Horrido, Heureka, gelobt seiest Du, oh Schmerzzahn! Demütig knie ich vor Dir im gesegneten Staub und akzeptiere die außerordentliche Pein, dient sie doch einem höheren Ziel! Und Dank Dir, eitrig rote Ohrentzündung, gibst Du mir doch die Möglichkeit, jene Meisterwerke der neuzeitlichen Unterhaltungskunst entspannt zur Unzeit zu genießen, und forderst dabei lediglich das Ertragen unsäglich pochenden, stechenden Schmerzes, welch Lächerlichkeit angesichts der Leiden, die so viele Teile dieser Welt belegen! Sicher. Mein Gesicht ist halbseitig geschwollen und gerötet, mein Spiegel meldet mir einen Endzwanziger im Körper eines Endvierzigers, der offenbar Quasimodos Kyphose von hinten nach vorne gewürgt hat und voller Stolz im Gesicht trägt. Her mit den Eisbeuteln, das ist alles eine Frage der Motivation! In die Knie zwingst Du mich niemals, oh unschöne Deformation, ist doch die Belohnung gar so verlockend!

 

Doch wie im Film haben auch mir die Nihilsten auf den Teppich gepisst. Allerdings diesmal scheinen die Ungläubigen dafür verräterisch in die Hocke gegangen zu sein. Denn wie sonst ist es zu erklären, dass ich zwar Gelegenheit, Mittel und Motiv für einen echten Netflix Marathon bekomme, natürlich streng an der Genesung ausgerichtet und der zeitnahen Regeneration verpflichtet, aber diesen wegen der unsäglichen Kopfschmerzen gar nicht ausführen kann? Dass es mir die personalisierte spürbare Achse des Bösen, eine direkte, glühende, schmerzende Linie mitten durch meinen maltretierten Schädel, unmöglich macht, länger als zehn Minuten auf den Bildschirm zu sehen?

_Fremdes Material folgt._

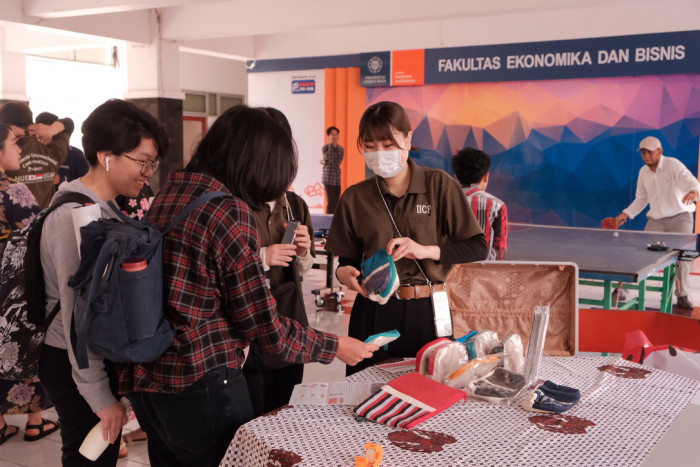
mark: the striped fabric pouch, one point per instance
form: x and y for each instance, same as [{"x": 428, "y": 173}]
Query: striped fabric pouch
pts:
[{"x": 408, "y": 400}]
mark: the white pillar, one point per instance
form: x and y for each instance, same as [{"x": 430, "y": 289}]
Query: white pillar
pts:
[
  {"x": 13, "y": 73},
  {"x": 153, "y": 70}
]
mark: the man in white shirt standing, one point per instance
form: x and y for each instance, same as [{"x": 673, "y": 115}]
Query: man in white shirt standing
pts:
[{"x": 670, "y": 190}]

Dass jede aus früheren Zeiten als "bequem" gespeicherte, annähernd horizontale Ruhestellung meines Körpers Hektoliter pochenden Blutes in die infektiösen Kopfregionen entsendet, die jeden entspannten Filmgenuss, sei er liegend oder sitzend, in der elften Minute zunichte macht? Mich ziellos hin- und umher laufen lassen wie einen stattlichen, aufrechten, aber vom Aussterben bedrohten hessischen Berglöwen im Hausmeisterhäuschen einer westfälischen Nymphenburg-Imitation?

 

Und so darf ich mich also vollends auf den Schmerz konzentrieren. Von links. Von rechts. Pochend, stechend, tagelang. Na vielen Dank. Der Fernsehr hat Pause. Das Sofa dient lediglich als Zwischenstopp zwischen Schmerzmittel und Ohrentropfen. Vor mir das ultimative Entertainmentprogramm und ich unfähig, irgendetwas, das die Länge eines Werbespots überschreitet, aufzunehmen. Ein psychischer Zusatzstress, der allein bereits in der Lage sein wird, eine posttraumatische Belastungsstörung auszulösen, schätze ich. Wie eine heilsbringende Möhre, die der klapprige geschundene Gaul einfach nicht erreichen kann.
Weh, Oh, Wehe ! Oh Heilsbringender cinematografischer Luszendent, könntest Du mir doch wieder die fernen Welten nach Hause bringen! Verknappen mir die Zeiten der Pein! Erhellen meines schnöden Heimes karger Wände mit dem Glanze Reddingtons Huts!

Und so kommen wir wieder zu meiner Theorie : ein Mann würde das niemals einem Mann antun. Karma is a bitch und ich höre sie irgendwo dahinten leise lachen.